Law School Case Brief
Brooker v. Silverthorne - 111 S.C. 553, 99 S.E. 350 (1919)
Injury may be committed by threats and menaces of bodily hurt, through fear of which a man's business is interrupted. A menace alone, without a consequent inconvenience, makes not the injury, but to complete the wrong there must be both of them together. The remedy for this is in pecuniary damages, this being inchoate, though not an absolute violence. But the threat which causes the fear must be such as the law will recognize as adequate to produce the result. There must be just and reasonable ground for the fear, hence a vain or idle threat is not sufficient. It must be of such nature and made under such circumstances as to affect the mind of a person of ordinary reason and firmness, so as to influence his conduct, or it must appear that the person against whom it is made was peculiarly susceptible to fear, and that the person making the threat knew and took advantage of the fact that he could not stand as much as an ordinary person.
Plaintiff was night operator at the telephone exchange at Barnwell. That defendant called the exchange over the telephone and asked for a certain connection, which she promptly tried to get for him, but, upon her failing to do so, he cursed and threatened her in an outrageous manner. The language and threat of defendant put Plaintiff in great fear that he would come to the exchange and further insult her, and that she was so shocked and unnerved that she was made sick and unfit for duty, and had to take medicine to make her sleep. That for weeks afterwards, when defendant's number would call, she would become so nervous that she could not answer the call. And that her nervous system was so shocked and wrecked that she suffered and continues to suffer in health, mind, and body on account of the abusive and threatening language addressed to her by defendant. The plaintiff filed suit for damages worth $2,000 for mental anguish and nervous shock alleged caused by the abusive and threatening language of defendant over the telephone. The trial court ruled in favor of plaintiff and refused defendant's motion for nonsuit.

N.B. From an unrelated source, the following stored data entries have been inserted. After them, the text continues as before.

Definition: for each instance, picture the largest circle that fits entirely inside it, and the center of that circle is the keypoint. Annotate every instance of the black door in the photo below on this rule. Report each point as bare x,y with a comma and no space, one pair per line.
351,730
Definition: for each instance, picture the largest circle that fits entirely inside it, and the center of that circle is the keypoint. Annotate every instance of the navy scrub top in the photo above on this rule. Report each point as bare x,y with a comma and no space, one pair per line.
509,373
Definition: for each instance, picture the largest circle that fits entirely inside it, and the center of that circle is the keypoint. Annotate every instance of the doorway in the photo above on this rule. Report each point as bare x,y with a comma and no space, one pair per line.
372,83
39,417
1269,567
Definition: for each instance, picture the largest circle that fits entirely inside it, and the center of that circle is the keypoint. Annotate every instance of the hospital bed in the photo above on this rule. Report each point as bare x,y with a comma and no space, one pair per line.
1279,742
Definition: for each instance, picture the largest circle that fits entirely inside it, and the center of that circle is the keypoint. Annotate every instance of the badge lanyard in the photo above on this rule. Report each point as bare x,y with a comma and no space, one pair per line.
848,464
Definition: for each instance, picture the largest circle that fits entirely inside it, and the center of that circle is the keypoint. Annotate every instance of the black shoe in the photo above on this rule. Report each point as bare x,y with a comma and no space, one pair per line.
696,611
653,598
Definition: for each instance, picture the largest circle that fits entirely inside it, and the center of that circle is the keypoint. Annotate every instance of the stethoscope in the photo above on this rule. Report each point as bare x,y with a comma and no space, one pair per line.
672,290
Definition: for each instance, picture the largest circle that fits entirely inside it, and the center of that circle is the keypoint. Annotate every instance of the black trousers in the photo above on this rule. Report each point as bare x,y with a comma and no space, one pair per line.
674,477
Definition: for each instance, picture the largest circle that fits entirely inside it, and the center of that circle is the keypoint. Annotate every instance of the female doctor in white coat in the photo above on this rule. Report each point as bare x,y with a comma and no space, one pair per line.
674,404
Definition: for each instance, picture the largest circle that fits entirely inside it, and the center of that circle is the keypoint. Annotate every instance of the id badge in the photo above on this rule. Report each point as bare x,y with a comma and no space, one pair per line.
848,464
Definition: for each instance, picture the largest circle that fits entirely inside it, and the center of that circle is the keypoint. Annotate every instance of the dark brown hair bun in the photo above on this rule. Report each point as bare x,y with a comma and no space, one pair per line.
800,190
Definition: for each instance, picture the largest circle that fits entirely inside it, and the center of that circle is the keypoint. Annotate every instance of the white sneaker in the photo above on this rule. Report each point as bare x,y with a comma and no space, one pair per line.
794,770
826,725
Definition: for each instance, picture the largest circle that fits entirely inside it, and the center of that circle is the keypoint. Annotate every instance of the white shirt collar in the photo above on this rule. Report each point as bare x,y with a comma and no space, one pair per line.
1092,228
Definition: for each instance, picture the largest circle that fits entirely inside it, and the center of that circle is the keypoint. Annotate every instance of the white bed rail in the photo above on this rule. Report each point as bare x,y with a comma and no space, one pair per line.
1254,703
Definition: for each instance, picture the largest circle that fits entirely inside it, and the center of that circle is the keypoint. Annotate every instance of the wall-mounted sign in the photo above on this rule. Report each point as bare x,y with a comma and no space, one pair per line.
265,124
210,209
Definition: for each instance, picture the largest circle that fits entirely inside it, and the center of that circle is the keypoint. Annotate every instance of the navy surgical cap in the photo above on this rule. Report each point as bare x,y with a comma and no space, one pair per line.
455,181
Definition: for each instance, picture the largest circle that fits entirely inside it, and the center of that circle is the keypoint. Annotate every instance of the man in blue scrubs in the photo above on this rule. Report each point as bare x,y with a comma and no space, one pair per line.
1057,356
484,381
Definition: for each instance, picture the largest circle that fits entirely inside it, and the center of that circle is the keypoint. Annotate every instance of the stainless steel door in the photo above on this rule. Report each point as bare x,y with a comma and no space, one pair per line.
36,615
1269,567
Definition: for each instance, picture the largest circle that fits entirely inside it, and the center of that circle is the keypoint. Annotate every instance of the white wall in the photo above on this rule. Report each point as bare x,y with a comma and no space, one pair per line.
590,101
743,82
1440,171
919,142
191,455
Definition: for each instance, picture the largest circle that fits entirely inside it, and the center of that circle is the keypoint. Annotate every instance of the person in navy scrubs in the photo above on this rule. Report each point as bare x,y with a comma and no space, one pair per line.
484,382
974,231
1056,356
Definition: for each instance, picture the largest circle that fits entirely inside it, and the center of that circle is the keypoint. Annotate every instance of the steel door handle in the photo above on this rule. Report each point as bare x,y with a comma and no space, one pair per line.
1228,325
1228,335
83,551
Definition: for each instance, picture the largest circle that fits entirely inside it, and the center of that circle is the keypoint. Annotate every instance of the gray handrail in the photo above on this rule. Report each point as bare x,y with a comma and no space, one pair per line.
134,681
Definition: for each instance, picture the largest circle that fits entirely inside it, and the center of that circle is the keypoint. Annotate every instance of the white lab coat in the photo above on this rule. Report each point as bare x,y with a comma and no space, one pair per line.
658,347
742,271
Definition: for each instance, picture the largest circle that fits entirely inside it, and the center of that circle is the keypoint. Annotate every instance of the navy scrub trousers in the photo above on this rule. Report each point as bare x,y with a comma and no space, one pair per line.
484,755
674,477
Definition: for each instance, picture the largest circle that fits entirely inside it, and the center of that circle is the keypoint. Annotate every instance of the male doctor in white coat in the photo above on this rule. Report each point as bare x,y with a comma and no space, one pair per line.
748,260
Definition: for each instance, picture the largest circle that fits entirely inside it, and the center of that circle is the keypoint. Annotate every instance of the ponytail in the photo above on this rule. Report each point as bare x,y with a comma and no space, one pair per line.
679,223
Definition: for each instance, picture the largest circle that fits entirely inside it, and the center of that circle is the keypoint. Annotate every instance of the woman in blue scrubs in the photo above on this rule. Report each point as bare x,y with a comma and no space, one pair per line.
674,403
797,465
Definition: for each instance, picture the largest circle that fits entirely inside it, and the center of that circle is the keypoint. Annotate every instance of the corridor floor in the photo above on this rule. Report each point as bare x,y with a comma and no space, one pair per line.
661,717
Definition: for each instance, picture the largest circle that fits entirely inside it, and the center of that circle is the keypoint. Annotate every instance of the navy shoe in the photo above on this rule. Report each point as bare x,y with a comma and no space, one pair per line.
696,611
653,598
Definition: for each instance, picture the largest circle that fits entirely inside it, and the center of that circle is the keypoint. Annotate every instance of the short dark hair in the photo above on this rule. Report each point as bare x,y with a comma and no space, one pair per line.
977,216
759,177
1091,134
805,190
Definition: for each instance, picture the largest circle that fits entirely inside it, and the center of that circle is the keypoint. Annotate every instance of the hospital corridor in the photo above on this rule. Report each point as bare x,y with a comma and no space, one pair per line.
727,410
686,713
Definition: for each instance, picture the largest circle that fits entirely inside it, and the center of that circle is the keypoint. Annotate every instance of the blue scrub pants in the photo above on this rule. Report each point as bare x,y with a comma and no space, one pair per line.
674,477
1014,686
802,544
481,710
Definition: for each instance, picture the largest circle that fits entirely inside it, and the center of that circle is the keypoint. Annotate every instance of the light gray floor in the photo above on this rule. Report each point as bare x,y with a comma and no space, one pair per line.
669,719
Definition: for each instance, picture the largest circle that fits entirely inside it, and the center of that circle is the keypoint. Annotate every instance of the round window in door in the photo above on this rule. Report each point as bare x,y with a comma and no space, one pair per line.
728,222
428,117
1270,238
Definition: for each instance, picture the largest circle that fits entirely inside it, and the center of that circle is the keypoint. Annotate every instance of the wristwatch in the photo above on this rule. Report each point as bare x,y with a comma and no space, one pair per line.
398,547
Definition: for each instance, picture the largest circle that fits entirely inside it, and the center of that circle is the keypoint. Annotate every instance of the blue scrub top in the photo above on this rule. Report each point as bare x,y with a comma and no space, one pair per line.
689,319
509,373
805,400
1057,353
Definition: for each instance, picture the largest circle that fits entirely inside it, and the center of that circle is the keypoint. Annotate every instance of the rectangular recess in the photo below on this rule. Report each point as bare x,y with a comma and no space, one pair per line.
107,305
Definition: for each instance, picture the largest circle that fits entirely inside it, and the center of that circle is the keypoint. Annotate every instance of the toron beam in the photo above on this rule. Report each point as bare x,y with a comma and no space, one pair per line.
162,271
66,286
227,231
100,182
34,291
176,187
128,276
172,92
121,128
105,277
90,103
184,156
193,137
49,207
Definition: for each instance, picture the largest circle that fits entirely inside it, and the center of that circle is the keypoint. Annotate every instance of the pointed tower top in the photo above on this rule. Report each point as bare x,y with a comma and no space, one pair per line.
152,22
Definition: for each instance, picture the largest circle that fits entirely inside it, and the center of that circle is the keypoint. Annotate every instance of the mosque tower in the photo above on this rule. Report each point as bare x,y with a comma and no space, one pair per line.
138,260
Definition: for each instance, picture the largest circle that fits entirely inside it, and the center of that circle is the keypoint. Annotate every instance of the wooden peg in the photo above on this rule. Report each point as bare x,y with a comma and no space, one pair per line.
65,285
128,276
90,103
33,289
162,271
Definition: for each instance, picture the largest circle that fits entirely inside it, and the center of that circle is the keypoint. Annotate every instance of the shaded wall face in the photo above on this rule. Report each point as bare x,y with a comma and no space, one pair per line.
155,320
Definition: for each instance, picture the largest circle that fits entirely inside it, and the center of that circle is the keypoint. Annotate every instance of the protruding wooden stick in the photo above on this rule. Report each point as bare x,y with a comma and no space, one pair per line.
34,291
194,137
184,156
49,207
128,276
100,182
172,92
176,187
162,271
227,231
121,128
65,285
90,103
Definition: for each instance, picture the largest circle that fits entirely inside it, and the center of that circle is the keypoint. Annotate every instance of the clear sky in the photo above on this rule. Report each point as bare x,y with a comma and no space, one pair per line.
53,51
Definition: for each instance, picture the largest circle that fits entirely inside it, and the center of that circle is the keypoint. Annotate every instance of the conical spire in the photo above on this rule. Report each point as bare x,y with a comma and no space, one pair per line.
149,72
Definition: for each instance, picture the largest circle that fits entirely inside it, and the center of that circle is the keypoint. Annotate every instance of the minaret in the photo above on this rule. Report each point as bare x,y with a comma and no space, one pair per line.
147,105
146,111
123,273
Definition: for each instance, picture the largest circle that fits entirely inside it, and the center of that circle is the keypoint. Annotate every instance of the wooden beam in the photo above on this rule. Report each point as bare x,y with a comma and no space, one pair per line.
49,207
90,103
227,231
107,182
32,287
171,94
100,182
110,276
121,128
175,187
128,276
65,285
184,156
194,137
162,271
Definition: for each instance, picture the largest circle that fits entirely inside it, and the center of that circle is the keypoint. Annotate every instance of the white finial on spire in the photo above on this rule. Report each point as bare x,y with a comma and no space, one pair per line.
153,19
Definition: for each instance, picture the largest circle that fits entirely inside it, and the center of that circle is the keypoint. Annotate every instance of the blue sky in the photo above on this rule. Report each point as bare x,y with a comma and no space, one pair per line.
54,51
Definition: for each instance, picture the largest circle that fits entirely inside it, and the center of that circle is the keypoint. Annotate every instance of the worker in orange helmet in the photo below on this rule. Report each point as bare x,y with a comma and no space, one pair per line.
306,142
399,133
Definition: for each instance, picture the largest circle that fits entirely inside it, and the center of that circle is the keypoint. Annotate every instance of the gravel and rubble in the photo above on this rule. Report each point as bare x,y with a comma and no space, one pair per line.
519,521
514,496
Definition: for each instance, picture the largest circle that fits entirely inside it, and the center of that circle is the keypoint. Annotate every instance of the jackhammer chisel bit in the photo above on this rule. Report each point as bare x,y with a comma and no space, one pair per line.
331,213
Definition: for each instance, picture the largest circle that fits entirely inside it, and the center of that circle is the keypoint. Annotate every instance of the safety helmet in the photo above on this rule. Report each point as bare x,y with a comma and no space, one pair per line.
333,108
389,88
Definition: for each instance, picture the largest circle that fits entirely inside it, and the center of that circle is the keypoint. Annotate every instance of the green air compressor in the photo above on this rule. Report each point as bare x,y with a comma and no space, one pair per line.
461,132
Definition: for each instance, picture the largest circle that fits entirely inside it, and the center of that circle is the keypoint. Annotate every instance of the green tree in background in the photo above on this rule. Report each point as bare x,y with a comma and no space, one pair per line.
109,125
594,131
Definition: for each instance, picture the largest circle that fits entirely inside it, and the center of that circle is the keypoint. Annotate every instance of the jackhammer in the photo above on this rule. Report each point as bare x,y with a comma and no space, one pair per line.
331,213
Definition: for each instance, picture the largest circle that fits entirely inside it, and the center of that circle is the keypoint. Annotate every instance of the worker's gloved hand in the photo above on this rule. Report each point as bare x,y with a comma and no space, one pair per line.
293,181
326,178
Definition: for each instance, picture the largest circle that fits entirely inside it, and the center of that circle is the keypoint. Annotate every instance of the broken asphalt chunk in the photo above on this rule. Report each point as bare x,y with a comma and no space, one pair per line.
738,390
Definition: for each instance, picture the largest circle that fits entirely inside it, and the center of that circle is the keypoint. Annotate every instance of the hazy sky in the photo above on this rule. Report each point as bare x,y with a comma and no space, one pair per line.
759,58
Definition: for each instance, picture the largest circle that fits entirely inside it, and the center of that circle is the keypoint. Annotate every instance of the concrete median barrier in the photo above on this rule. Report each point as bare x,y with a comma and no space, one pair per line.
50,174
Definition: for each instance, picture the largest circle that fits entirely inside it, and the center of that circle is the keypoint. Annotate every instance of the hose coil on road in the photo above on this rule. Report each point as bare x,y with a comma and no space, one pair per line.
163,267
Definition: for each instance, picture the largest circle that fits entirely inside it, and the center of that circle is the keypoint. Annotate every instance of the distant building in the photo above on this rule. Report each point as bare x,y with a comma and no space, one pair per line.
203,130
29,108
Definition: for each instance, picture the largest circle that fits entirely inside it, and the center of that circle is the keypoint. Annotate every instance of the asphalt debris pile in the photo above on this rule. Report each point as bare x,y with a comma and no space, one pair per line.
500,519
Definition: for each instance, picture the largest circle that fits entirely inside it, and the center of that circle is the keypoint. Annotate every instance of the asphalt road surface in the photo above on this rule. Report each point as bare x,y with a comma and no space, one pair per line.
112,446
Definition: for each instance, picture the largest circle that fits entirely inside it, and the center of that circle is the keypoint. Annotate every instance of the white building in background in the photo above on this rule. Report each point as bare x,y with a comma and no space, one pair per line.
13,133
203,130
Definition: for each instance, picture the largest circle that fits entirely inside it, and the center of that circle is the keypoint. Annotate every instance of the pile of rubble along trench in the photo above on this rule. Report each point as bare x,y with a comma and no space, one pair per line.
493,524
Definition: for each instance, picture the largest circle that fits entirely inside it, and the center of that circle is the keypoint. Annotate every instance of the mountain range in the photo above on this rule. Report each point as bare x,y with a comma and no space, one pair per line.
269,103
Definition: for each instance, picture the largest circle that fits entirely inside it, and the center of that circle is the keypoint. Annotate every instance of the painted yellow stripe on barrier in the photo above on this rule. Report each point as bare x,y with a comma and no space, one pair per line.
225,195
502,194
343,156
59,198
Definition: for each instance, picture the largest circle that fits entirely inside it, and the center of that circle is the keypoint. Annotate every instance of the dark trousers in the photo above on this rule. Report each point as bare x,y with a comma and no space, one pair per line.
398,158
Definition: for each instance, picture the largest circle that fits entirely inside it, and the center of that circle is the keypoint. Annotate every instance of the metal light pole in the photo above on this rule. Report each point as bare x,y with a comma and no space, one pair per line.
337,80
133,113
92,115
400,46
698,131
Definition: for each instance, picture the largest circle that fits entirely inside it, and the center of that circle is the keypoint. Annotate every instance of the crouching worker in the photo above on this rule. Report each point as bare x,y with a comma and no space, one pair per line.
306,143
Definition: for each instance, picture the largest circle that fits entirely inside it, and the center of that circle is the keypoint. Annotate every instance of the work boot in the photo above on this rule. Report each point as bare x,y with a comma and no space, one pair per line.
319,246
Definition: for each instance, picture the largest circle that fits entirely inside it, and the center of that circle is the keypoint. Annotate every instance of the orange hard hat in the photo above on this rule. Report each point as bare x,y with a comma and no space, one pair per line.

Was the plaintiff entitled to damages?
The court reversed the judgment of the trial court and held that the words of defendant were the expression of an intent to injure, not a threat, and, therefore, not civilly actionable. The court found that prior case law did not support a civil action based on mere words without a real intention to commit the harm spoken of. The court noted that threats were actionable when there were actual damages and when there was a reasonable fear that the threatened harm would occur. The court stated that a threat looks to the future and defendant's words did not express a threat to injure in the future. The court concluded that defendant's act was morally wrong, but not actionable in a civil court.